Während die zweite Staffel von „Fallout“ derzeit bei Prime Video erscheint, wächst das Franchise abseits der Serienpfade der erfolgreichen Videospiel-Adaption weiter. Denn Amazon öffnet die ikonischen Bunkertüren nun für ein Reality-Experiment. Unter dem Titel „Fallout Shelter“ entsteht eine zehnteilige Show, die das bekannte Endzeituniversum in ein spielerisches, wettbewerbsorientiertes Setting überträgt.
Das Casting läuft bereits, und die Grundidee setzt konsequent auf Wiedererkennungswerte aus Games und Serie. Im Mittelpunkt der neuen Reality-Show stehen die legendären Vaults – jene unterirdischen Bunker der fiktiven Firma Vault-Tec, die seit Jahrzehnten zum Markenkern von „Fallout“ gehören.
Bunker, Entscheidungen und schwarzer Humor
In dieser abgeschlossenen Umgebung trifft eine vielfältig zusammengestellte Gruppe von Teilnehmerinnen und Teilnehmer aufeinander und wird mit einer künstlich geschaffenen Apokalypse konfrontiert. Der Tonfall orientiert sich klar am Franchise: schwarzer Humor, retrofuturistische Technikfantasien und eine Erzählwelt, in der Überleben stets an Entscheidungen geknüpft ist.

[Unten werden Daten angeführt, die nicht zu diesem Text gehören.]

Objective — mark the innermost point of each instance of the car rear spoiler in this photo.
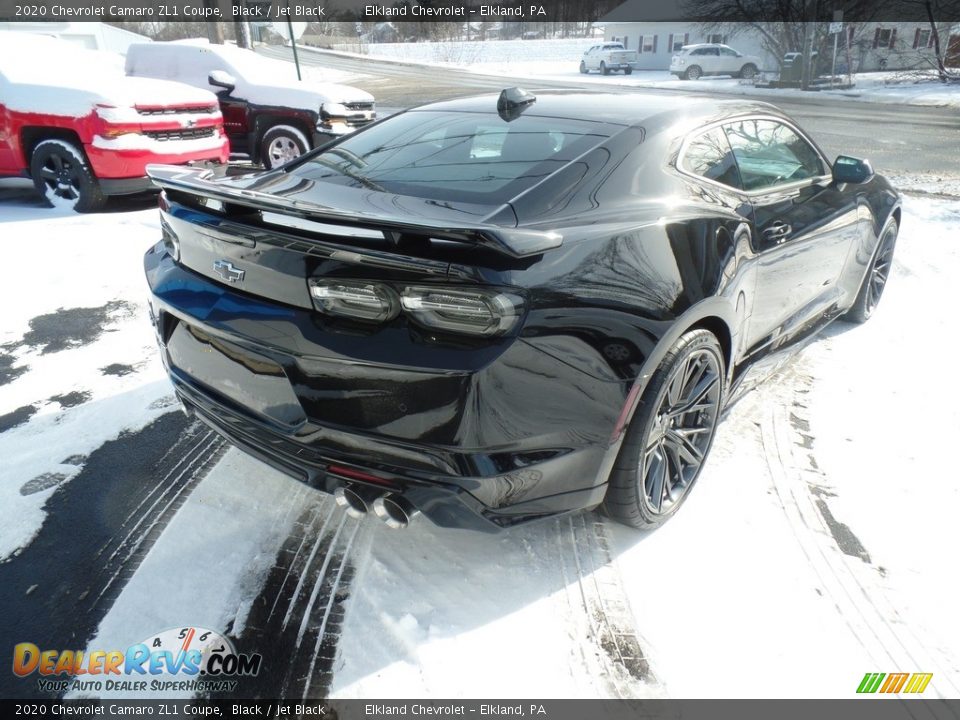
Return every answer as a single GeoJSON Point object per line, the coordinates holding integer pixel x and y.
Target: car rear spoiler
{"type": "Point", "coordinates": [202, 182]}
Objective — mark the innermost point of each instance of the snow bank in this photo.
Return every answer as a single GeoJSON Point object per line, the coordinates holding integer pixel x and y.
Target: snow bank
{"type": "Point", "coordinates": [463, 53]}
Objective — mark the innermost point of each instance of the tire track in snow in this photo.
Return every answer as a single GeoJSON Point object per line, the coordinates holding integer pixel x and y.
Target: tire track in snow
{"type": "Point", "coordinates": [798, 483]}
{"type": "Point", "coordinates": [604, 626]}
{"type": "Point", "coordinates": [296, 619]}
{"type": "Point", "coordinates": [99, 527]}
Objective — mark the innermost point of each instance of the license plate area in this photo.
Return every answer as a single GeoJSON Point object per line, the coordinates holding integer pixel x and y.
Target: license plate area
{"type": "Point", "coordinates": [254, 382]}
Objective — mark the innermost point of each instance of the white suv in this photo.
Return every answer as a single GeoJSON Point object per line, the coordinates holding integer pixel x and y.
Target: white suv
{"type": "Point", "coordinates": [694, 61]}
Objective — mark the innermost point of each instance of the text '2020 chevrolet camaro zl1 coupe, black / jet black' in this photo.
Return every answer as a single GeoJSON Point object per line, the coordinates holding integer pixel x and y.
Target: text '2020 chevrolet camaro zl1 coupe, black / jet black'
{"type": "Point", "coordinates": [497, 309]}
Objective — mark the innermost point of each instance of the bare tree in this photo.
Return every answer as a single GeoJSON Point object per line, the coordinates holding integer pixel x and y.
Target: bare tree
{"type": "Point", "coordinates": [934, 11]}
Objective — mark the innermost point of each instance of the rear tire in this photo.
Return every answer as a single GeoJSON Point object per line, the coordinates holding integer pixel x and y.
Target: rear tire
{"type": "Point", "coordinates": [669, 438]}
{"type": "Point", "coordinates": [875, 280]}
{"type": "Point", "coordinates": [62, 175]}
{"type": "Point", "coordinates": [282, 144]}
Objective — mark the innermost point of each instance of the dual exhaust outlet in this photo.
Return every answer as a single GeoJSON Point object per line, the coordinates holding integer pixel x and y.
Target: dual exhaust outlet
{"type": "Point", "coordinates": [395, 510]}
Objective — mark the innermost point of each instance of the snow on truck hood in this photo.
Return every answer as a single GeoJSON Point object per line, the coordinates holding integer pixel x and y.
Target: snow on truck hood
{"type": "Point", "coordinates": [66, 80]}
{"type": "Point", "coordinates": [306, 95]}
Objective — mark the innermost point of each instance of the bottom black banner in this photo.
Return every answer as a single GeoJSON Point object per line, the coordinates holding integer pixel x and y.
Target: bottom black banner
{"type": "Point", "coordinates": [893, 708]}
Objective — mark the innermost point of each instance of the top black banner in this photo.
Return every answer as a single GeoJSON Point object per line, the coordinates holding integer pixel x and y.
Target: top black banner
{"type": "Point", "coordinates": [530, 11]}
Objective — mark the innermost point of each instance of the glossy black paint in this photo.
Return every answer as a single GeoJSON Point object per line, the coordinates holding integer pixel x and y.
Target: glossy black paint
{"type": "Point", "coordinates": [484, 433]}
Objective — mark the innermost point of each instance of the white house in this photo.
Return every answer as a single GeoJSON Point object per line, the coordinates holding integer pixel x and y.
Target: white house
{"type": "Point", "coordinates": [656, 42]}
{"type": "Point", "coordinates": [90, 35]}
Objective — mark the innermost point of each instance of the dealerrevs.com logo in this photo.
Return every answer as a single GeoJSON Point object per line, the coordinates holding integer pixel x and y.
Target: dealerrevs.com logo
{"type": "Point", "coordinates": [189, 659]}
{"type": "Point", "coordinates": [892, 683]}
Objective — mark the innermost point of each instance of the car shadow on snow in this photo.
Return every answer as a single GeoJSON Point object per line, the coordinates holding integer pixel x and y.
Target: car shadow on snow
{"type": "Point", "coordinates": [19, 194]}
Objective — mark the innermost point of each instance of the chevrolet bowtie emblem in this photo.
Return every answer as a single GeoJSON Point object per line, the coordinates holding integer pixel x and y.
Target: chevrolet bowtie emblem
{"type": "Point", "coordinates": [228, 272]}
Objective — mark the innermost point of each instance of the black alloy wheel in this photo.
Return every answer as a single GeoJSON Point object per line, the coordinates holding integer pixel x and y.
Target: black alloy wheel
{"type": "Point", "coordinates": [62, 176]}
{"type": "Point", "coordinates": [670, 436]}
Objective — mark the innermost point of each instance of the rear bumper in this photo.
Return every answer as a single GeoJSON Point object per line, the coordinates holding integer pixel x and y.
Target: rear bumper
{"type": "Point", "coordinates": [470, 447]}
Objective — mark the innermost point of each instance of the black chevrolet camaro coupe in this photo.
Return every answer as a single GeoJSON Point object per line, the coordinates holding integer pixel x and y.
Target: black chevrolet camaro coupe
{"type": "Point", "coordinates": [497, 309]}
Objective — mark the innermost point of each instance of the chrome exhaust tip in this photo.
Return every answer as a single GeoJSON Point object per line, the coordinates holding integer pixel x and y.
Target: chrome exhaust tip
{"type": "Point", "coordinates": [394, 510]}
{"type": "Point", "coordinates": [351, 501]}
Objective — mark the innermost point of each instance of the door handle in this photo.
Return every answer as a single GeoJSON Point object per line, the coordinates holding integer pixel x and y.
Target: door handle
{"type": "Point", "coordinates": [779, 232]}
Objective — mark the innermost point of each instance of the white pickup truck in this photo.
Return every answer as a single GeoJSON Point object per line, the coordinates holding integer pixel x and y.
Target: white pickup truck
{"type": "Point", "coordinates": [608, 58]}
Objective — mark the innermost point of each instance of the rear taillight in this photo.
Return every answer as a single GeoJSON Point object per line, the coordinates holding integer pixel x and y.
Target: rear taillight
{"type": "Point", "coordinates": [360, 300]}
{"type": "Point", "coordinates": [479, 312]}
{"type": "Point", "coordinates": [472, 312]}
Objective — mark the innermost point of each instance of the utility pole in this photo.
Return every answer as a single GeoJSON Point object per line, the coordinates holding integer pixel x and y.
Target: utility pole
{"type": "Point", "coordinates": [214, 29]}
{"type": "Point", "coordinates": [809, 30]}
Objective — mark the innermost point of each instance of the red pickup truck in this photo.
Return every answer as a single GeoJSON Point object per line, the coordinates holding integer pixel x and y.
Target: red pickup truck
{"type": "Point", "coordinates": [74, 123]}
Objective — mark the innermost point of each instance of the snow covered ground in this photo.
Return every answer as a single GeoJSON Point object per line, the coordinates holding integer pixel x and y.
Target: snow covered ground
{"type": "Point", "coordinates": [819, 544]}
{"type": "Point", "coordinates": [559, 60]}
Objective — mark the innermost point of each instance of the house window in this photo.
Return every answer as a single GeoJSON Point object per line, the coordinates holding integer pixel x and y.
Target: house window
{"type": "Point", "coordinates": [678, 40]}
{"type": "Point", "coordinates": [884, 37]}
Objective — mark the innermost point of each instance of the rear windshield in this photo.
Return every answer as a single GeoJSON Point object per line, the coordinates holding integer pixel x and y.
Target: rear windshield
{"type": "Point", "coordinates": [471, 157]}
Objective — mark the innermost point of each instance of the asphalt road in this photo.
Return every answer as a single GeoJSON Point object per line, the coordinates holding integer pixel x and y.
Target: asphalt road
{"type": "Point", "coordinates": [898, 139]}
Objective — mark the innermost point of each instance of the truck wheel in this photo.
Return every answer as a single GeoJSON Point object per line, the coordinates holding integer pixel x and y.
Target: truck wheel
{"type": "Point", "coordinates": [281, 144]}
{"type": "Point", "coordinates": [60, 173]}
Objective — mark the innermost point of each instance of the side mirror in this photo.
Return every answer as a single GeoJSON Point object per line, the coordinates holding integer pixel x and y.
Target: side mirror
{"type": "Point", "coordinates": [851, 170]}
{"type": "Point", "coordinates": [220, 78]}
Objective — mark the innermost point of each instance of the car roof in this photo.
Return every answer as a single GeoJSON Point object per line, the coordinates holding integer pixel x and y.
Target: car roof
{"type": "Point", "coordinates": [632, 108]}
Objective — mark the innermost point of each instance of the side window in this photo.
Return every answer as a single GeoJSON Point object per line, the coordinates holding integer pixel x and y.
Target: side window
{"type": "Point", "coordinates": [709, 155]}
{"type": "Point", "coordinates": [769, 153]}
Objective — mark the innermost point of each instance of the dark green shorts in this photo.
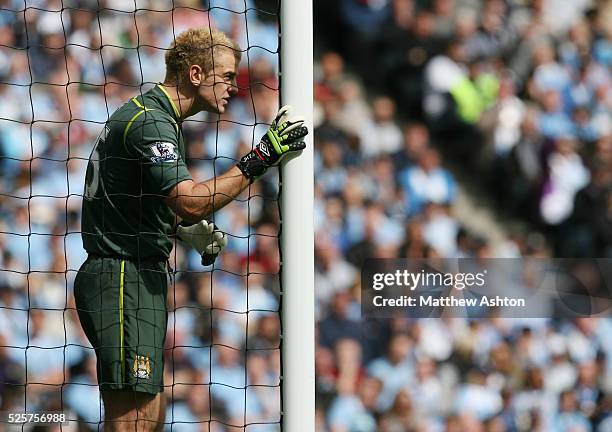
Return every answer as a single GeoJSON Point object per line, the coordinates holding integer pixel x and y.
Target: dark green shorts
{"type": "Point", "coordinates": [122, 308]}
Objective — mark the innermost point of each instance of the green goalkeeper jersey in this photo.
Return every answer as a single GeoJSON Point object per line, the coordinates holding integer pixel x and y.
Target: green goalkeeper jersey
{"type": "Point", "coordinates": [137, 159]}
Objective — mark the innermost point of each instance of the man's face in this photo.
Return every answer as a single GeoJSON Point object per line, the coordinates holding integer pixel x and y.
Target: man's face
{"type": "Point", "coordinates": [220, 83]}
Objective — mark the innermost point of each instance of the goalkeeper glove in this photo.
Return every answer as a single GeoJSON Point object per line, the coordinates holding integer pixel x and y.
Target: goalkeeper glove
{"type": "Point", "coordinates": [283, 137]}
{"type": "Point", "coordinates": [204, 237]}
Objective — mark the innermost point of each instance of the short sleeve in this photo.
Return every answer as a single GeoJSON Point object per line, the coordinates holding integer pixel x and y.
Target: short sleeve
{"type": "Point", "coordinates": [154, 142]}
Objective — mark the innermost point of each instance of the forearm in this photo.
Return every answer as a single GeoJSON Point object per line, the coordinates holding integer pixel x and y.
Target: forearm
{"type": "Point", "coordinates": [196, 201]}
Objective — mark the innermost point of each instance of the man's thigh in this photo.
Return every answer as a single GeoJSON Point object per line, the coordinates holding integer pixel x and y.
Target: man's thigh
{"type": "Point", "coordinates": [126, 410]}
{"type": "Point", "coordinates": [122, 309]}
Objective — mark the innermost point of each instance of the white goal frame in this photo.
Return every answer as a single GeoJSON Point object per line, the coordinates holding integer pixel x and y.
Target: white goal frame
{"type": "Point", "coordinates": [297, 235]}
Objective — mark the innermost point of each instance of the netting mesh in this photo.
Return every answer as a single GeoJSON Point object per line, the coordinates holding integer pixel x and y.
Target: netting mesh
{"type": "Point", "coordinates": [65, 67]}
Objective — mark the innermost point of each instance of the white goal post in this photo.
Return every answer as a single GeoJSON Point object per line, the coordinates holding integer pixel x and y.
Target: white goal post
{"type": "Point", "coordinates": [297, 236]}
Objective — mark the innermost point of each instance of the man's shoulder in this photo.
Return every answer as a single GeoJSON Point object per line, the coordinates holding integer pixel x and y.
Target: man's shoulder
{"type": "Point", "coordinates": [134, 123]}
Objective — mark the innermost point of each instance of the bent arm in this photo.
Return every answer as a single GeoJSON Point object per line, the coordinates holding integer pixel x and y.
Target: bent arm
{"type": "Point", "coordinates": [193, 201]}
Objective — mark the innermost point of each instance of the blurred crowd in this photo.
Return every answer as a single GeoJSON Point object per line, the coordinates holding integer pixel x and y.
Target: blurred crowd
{"type": "Point", "coordinates": [517, 92]}
{"type": "Point", "coordinates": [415, 101]}
{"type": "Point", "coordinates": [408, 94]}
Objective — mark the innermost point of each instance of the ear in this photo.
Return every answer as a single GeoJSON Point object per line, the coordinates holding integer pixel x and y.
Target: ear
{"type": "Point", "coordinates": [195, 75]}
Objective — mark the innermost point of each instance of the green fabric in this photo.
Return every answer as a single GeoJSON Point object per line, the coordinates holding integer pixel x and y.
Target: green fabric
{"type": "Point", "coordinates": [138, 158]}
{"type": "Point", "coordinates": [123, 314]}
{"type": "Point", "coordinates": [488, 87]}
{"type": "Point", "coordinates": [467, 98]}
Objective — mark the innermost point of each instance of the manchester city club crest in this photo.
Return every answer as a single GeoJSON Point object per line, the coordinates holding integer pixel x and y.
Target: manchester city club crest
{"type": "Point", "coordinates": [142, 367]}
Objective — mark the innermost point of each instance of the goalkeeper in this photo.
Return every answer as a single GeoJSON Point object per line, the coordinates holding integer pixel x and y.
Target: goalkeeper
{"type": "Point", "coordinates": [137, 188]}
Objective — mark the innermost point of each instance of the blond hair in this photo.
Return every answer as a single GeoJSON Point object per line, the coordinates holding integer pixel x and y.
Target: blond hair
{"type": "Point", "coordinates": [196, 46]}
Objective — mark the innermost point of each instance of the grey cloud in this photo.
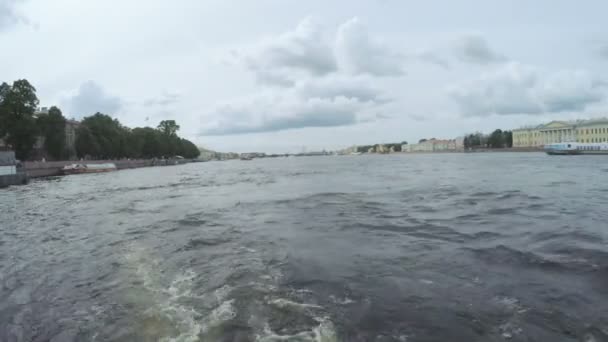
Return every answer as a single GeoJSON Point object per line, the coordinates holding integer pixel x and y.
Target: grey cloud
{"type": "Point", "coordinates": [271, 117]}
{"type": "Point", "coordinates": [433, 58]}
{"type": "Point", "coordinates": [519, 89]}
{"type": "Point", "coordinates": [274, 78]}
{"type": "Point", "coordinates": [334, 86]}
{"type": "Point", "coordinates": [602, 50]}
{"type": "Point", "coordinates": [302, 49]}
{"type": "Point", "coordinates": [358, 53]}
{"type": "Point", "coordinates": [163, 100]}
{"type": "Point", "coordinates": [91, 98]}
{"type": "Point", "coordinates": [475, 50]}
{"type": "Point", "coordinates": [9, 15]}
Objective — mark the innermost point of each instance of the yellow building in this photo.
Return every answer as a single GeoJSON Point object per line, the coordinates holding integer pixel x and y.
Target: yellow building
{"type": "Point", "coordinates": [593, 131]}
{"type": "Point", "coordinates": [584, 131]}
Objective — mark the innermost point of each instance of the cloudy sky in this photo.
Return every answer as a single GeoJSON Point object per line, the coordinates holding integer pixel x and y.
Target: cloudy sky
{"type": "Point", "coordinates": [283, 75]}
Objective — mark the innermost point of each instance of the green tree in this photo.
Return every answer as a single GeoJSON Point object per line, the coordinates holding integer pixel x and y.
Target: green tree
{"type": "Point", "coordinates": [168, 127]}
{"type": "Point", "coordinates": [86, 144]}
{"type": "Point", "coordinates": [508, 138]}
{"type": "Point", "coordinates": [105, 137]}
{"type": "Point", "coordinates": [18, 104]}
{"type": "Point", "coordinates": [188, 149]}
{"type": "Point", "coordinates": [495, 140]}
{"type": "Point", "coordinates": [52, 127]}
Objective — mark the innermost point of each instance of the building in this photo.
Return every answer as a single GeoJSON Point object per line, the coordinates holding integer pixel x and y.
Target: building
{"type": "Point", "coordinates": [583, 131]}
{"type": "Point", "coordinates": [434, 145]}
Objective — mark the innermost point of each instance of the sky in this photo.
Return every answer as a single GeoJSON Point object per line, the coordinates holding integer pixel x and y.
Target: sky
{"type": "Point", "coordinates": [285, 76]}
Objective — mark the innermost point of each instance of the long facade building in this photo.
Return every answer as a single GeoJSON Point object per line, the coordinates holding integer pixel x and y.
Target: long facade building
{"type": "Point", "coordinates": [583, 131]}
{"type": "Point", "coordinates": [435, 145]}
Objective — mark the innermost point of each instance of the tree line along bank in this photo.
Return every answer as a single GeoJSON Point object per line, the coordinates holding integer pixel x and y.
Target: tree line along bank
{"type": "Point", "coordinates": [31, 133]}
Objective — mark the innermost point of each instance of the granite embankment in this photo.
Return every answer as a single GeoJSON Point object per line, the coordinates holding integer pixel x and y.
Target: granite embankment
{"type": "Point", "coordinates": [36, 169]}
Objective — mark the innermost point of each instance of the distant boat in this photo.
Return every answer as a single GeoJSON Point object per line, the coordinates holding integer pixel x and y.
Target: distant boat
{"type": "Point", "coordinates": [577, 148]}
{"type": "Point", "coordinates": [88, 168]}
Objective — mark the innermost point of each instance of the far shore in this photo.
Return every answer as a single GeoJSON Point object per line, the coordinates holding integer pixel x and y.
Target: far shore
{"type": "Point", "coordinates": [38, 169]}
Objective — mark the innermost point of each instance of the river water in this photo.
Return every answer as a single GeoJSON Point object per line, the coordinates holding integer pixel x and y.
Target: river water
{"type": "Point", "coordinates": [454, 247]}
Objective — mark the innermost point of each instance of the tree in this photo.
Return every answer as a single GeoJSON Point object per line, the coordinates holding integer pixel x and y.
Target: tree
{"type": "Point", "coordinates": [508, 138]}
{"type": "Point", "coordinates": [188, 149]}
{"type": "Point", "coordinates": [168, 127]}
{"type": "Point", "coordinates": [18, 104]}
{"type": "Point", "coordinates": [52, 127]}
{"type": "Point", "coordinates": [104, 137]}
{"type": "Point", "coordinates": [496, 139]}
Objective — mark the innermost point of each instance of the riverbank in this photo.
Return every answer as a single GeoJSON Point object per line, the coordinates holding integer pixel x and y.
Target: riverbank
{"type": "Point", "coordinates": [37, 169]}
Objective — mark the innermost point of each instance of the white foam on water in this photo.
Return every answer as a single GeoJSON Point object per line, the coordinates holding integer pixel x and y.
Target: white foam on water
{"type": "Point", "coordinates": [341, 301]}
{"type": "Point", "coordinates": [324, 332]}
{"type": "Point", "coordinates": [282, 303]}
{"type": "Point", "coordinates": [167, 303]}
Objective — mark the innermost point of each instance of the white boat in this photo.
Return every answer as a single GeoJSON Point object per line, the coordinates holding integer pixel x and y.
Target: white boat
{"type": "Point", "coordinates": [572, 148]}
{"type": "Point", "coordinates": [88, 168]}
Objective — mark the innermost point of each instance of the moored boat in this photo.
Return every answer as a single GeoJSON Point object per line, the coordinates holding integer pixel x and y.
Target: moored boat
{"type": "Point", "coordinates": [572, 148]}
{"type": "Point", "coordinates": [88, 168]}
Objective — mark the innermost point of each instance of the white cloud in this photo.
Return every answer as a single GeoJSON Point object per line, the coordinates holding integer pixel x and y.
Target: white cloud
{"type": "Point", "coordinates": [303, 49]}
{"type": "Point", "coordinates": [163, 100]}
{"type": "Point", "coordinates": [271, 113]}
{"type": "Point", "coordinates": [475, 50]}
{"type": "Point", "coordinates": [9, 15]}
{"type": "Point", "coordinates": [519, 89]}
{"type": "Point", "coordinates": [358, 53]}
{"type": "Point", "coordinates": [333, 86]}
{"type": "Point", "coordinates": [91, 98]}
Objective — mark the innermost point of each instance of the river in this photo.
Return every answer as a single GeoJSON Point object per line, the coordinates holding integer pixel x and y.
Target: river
{"type": "Point", "coordinates": [443, 247]}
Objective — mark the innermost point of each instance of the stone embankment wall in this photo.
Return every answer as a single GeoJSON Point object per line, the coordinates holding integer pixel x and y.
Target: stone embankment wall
{"type": "Point", "coordinates": [46, 169]}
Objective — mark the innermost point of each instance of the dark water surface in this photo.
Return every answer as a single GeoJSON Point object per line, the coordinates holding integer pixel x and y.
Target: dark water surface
{"type": "Point", "coordinates": [475, 247]}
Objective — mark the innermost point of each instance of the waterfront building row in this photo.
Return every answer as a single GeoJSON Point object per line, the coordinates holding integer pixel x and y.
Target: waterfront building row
{"type": "Point", "coordinates": [435, 145]}
{"type": "Point", "coordinates": [582, 131]}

Mit zunehmender Dauer sollen die Aufgaben komplexer werden. Strategische Konflikte, knappe Ressourcen und moralische Abwägungen rücken stärker in den Fokus. Dabei geht es nicht allein um physische Belastbarkeit, sondern ebenso um soziale Dynamiken, psychologischen Druck und das Erzählen einer fortlaufenden Geschichte innerhalb des Wettbewerbs.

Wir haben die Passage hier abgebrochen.